He Shao-Qiu, Li Zhe, Chu Yu-Xia, Han Liang, Xu Qian, Li Man, Yang Fei, Liu Qin, Tang Zongxiang, Wang Yun, Hin Niyada, Tsukamoto Takashi, Slusher Barbara, Tiwari Vinod, Shechter Ronen, Wei Feng, Raja Srinivasa N, Dong Xinzhong, Guan Yun
Department of Anesthesiology and Critical Care Medicine, Johns Hopkins University, School of Medicine, Baltimore, MD 21205, USA The Solomon H. Snyder Department of Neuroscience, Center for Sensory Biology, Johns Hopkins University, School of Medicine, Baltimore, MD 21205, USA Department of Neural and Pain Sciences, Program in Neuroscience, Dental School, University of Maryland, Baltimore, MD 21201, USA Department of Anesthesiology, Beijing Chaoyang Hospital, Capital Medical University, Beijing 100020, China Brain Science Institute, Johns Hopkins University, Baltimore, MD 21205, USA Department of Neurology, Johns Hopkins University, School of Medicine, Baltimore, MD 21205, USA Howard Hughes Medical Institute, Johns Hopkins University, School of Medicine, Baltimore, MD 21205, USA.
Pain. 2014 Mar;155(3):534-544. doi: 10.1016/j.pain.2013.12.008. Epub 2013 Dec 11.

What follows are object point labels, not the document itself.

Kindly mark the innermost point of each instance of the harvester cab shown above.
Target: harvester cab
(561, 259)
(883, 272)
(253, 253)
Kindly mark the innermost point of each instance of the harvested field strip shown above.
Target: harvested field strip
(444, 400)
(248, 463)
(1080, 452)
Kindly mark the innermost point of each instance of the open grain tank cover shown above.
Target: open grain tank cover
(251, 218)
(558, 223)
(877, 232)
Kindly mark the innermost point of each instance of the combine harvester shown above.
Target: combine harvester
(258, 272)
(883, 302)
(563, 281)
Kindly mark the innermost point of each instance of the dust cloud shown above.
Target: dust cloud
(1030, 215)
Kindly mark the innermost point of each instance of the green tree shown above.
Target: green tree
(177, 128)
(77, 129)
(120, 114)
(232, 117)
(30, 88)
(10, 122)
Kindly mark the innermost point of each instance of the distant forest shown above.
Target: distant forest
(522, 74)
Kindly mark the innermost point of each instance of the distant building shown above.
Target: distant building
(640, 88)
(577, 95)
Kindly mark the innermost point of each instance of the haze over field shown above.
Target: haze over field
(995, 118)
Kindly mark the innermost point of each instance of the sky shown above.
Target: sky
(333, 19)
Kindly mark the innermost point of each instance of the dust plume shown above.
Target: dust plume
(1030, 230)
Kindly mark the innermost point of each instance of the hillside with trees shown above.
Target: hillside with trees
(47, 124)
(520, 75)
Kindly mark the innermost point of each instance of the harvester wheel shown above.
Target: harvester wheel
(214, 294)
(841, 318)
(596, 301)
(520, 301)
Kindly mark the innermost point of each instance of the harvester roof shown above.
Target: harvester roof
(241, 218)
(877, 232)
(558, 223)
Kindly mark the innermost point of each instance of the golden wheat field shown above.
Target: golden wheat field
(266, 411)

Chronic neuropathic pain is often refractory to current pharmacotherapies. The rodent Mas-related G-protein-coupled receptor subtype C (MrgC) shares substantial homogeneity with its human homologue, MrgX1, and is located specifically in small-diameter dorsal root ganglion neurons. However, evidence regarding the role of MrgC in chronic pain conditions has been disparate and inconsistent. Accordingly, the therapeutic value of MrgX1 as a target for pain treatment in humans remains uncertain. Here, we found that intrathecal injection of BAM8-22 (a 15-amino acid peptide MrgC agonist) and JHU58 (a novel dipeptide MrgC agonist) inhibited both mechanical and heat hypersensitivity in rats after an L5 spinal nerve ligation (SNL). Intrathecal JHU58-induced pain inhibition was dose dependent in SNL rats. Importantly, drug efficacy was lost in Mrg-cluster gene knockout (Mrg KO) mice and was blocked by gene silencing with intrathecal MrgC siRNA and by a selective MrgC receptor antagonist in SNL rats, suggesting that the drug action is MrgC dependent. Further, in a mouse model of trigeminal neuropathic pain, microinjection of JHU58 into ipsilateral subnucleus caudalis inhibited mechanical hypersensitivity in wild-type but not Mrg KO mice. Finally, JHU58 attenuated the miniature excitatory postsynaptic currents frequency both in medullary dorsal horn neurons of mice after trigeminal nerve injury and in lumbar spinal dorsal horn neurons of mice after SNL. We provide multiple lines of evidence that MrgC agonism at spinal but not peripheral sites may constitute a novel pain inhibitory mechanism that involves inhibition of peripheral excitatory inputs onto postsynaptic dorsal horn neurons in different rodent models of neuropathic pain.
慢性神经性疼痛通常对目前的药物治疗无效。啮齿动物的马斯相关G蛋白偶联受体C亚型(MrgC)与其人类同源物MrgX1具有高度同源性,且特异性地位于小直径背根神经节神经元中。然而,关于MrgC在慢性疼痛状态中的作用的证据一直存在差异且不一致。因此,MrgX1作为人类疼痛治疗靶点的治疗价值仍不确定。在此,我们发现鞘内注射BAM8-22(一种15氨基酸肽MrgC激动剂)和JHU58(一种新型二肽MrgC激动剂)可抑制大鼠L5脊髓神经结扎(SNL)后的机械性和热超敏反应。鞘内注射JHU58诱导的疼痛抑制在SNL大鼠中呈剂量依赖性。重要的是,在Mrg簇基因敲除(Mrg KO)小鼠中药物疗效丧失,并且在SNL大鼠中被鞘内MrgC siRNA基因沉默和选择性MrgC受体拮抗剂阻断,这表明药物作用依赖于MrgC。此外,在三叉神经病理性疼痛小鼠模型中,向同侧尾侧亚核微量注射JHU58可抑制野生型小鼠而非Mrg KO小鼠的机械性超敏反应。最后,JHU58减弱了三叉神经损伤后小鼠延髓背角神经元以及SNL后小鼠腰脊髓背角神经元的微小兴奋性突触后电流频率。我们提供了多条证据表明,在脊髓而非外周部位的MrgC激动作用可能构成一种新 的疼痛抑制机制,该机制涉及在不同的啮齿动物神经性疼痛模型中抑制外周兴奋性输入到突触后背角神经元上。